How to query list field in dremio

I have one table which consists of list data in one column.

company|brand
'ABC' | [1]
'DEF' | [2,3]
'XYZ' | [1,3]

i’m using where condition with in

select * from table where brand in (1,3)

but im getting error

Failure finding function: equal(list<int32>, int32) Failure finding function: equal(list<int32>, int32)

Hi @Jaikumar_Chandrapalk

Are you getting the above error on Dremio? Is this a table on Hive.What happens if you run the same SQL via Hive shell or beeline?

Thanks
@balaji.ramaswamy

@balaji.ramaswamy I’m using Dremio & dataset is of Mongo

1 Like

@Jaikumar_Chandrapalk were you able to find a solution to this issue? I’m experiencing it as well.

I’m looking for a solution to this problem as well.

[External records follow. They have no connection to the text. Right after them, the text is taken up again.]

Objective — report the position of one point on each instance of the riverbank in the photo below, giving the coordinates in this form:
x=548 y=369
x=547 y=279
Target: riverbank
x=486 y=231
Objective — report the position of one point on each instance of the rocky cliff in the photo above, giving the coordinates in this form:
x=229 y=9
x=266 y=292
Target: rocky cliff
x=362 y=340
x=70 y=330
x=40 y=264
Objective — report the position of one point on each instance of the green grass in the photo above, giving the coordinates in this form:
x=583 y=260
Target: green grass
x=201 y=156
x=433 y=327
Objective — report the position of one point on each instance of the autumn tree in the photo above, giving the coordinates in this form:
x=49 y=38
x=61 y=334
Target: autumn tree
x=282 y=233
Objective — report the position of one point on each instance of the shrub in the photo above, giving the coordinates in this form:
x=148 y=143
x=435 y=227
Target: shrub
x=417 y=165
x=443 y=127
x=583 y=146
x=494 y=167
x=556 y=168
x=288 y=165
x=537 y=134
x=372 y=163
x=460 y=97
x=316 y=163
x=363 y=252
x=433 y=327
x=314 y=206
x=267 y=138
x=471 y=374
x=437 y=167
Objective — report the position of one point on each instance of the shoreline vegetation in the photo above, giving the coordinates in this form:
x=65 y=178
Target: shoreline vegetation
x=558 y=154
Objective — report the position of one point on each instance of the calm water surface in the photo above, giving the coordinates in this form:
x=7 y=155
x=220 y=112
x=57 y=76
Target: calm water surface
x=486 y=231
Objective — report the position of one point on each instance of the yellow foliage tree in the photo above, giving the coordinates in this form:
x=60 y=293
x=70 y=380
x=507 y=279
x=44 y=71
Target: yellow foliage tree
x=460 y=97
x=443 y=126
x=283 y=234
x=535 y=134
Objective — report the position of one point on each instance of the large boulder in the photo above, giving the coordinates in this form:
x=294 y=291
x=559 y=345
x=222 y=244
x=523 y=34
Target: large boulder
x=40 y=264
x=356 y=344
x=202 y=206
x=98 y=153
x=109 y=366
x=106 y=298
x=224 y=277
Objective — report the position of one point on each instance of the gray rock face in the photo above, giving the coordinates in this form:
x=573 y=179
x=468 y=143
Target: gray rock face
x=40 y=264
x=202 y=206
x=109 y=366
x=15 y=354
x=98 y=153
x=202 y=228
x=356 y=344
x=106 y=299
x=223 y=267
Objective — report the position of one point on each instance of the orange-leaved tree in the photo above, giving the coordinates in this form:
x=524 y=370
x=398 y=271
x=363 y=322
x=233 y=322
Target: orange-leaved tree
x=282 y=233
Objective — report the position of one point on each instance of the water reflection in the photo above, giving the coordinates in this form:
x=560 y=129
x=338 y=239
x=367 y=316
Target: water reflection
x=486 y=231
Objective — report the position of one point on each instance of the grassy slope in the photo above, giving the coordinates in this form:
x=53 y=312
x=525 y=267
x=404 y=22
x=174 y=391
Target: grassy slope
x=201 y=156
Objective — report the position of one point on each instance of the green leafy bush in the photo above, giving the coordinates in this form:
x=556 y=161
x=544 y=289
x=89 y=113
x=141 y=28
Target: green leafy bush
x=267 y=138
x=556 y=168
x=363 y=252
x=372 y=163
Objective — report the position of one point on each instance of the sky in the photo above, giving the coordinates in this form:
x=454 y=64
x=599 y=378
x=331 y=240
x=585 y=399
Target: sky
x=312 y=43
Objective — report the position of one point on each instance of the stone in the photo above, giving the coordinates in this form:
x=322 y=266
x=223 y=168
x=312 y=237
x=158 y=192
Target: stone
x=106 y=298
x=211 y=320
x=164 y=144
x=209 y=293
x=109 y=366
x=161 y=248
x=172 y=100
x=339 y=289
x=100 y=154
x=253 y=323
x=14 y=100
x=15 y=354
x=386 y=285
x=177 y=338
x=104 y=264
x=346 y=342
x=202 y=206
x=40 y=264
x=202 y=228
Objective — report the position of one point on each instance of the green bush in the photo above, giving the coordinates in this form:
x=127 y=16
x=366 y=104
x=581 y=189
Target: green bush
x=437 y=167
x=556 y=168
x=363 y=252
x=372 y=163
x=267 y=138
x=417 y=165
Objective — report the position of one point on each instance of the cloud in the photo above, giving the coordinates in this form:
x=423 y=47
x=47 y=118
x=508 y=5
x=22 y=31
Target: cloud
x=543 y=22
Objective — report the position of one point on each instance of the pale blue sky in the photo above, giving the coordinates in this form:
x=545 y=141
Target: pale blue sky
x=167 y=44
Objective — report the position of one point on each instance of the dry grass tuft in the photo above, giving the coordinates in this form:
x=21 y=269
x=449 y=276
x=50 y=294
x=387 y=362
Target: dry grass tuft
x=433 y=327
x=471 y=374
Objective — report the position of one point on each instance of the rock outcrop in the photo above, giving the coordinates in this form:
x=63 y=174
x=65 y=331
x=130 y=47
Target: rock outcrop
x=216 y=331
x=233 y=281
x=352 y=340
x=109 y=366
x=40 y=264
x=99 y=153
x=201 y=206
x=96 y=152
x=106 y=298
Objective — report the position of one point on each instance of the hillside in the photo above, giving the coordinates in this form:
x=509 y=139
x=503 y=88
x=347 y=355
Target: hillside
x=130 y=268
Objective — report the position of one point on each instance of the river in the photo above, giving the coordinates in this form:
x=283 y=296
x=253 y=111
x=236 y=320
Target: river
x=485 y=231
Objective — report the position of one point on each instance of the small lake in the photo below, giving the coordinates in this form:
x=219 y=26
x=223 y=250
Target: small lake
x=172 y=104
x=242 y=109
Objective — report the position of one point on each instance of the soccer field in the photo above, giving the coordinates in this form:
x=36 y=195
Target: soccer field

@balaji.ramaswamy can you help?

cc/ @rhanks

Hey Guys,
Even I’m experiencing the same problem while querying a list data type(json array) in Dremio while it works well in hive.

Query i have ran:
SELECT * FROM <table_name> where <column_name> != ‘[]’

Error i’m getting is:
Failure finding function: equal(list<struct<start::varchar, company_name::varchar, last_updated::varchar, title::varchar, linkedin_company_url::varchar, end::varchar, location::varchar, description::varchar>>, varchar)

Can anyone help me on this. We are looking for an early solution to consider Dremio for our business usecases.

Thanks,
Jalandhar

Hello @jalandhar,

First of all, you need to unnest the column to run queries on it.Please review the below link.

https://docs.dremio.com/working-with-datasets/data-curation.html#dealing-with-mixed-types

Thanks,
@Rakesh_Malugu

Thanks @Rakesh_Malugu for the info.

I have already went through that link.

My use case is completely different. I have a huge dataset where one of the field is a list (array of jsons). In few of the fields we do have an empty list ([]) and we need to filter them.
If i unnest or flatten it, it will expand to a different dataset and i won’t get the exact count by that way.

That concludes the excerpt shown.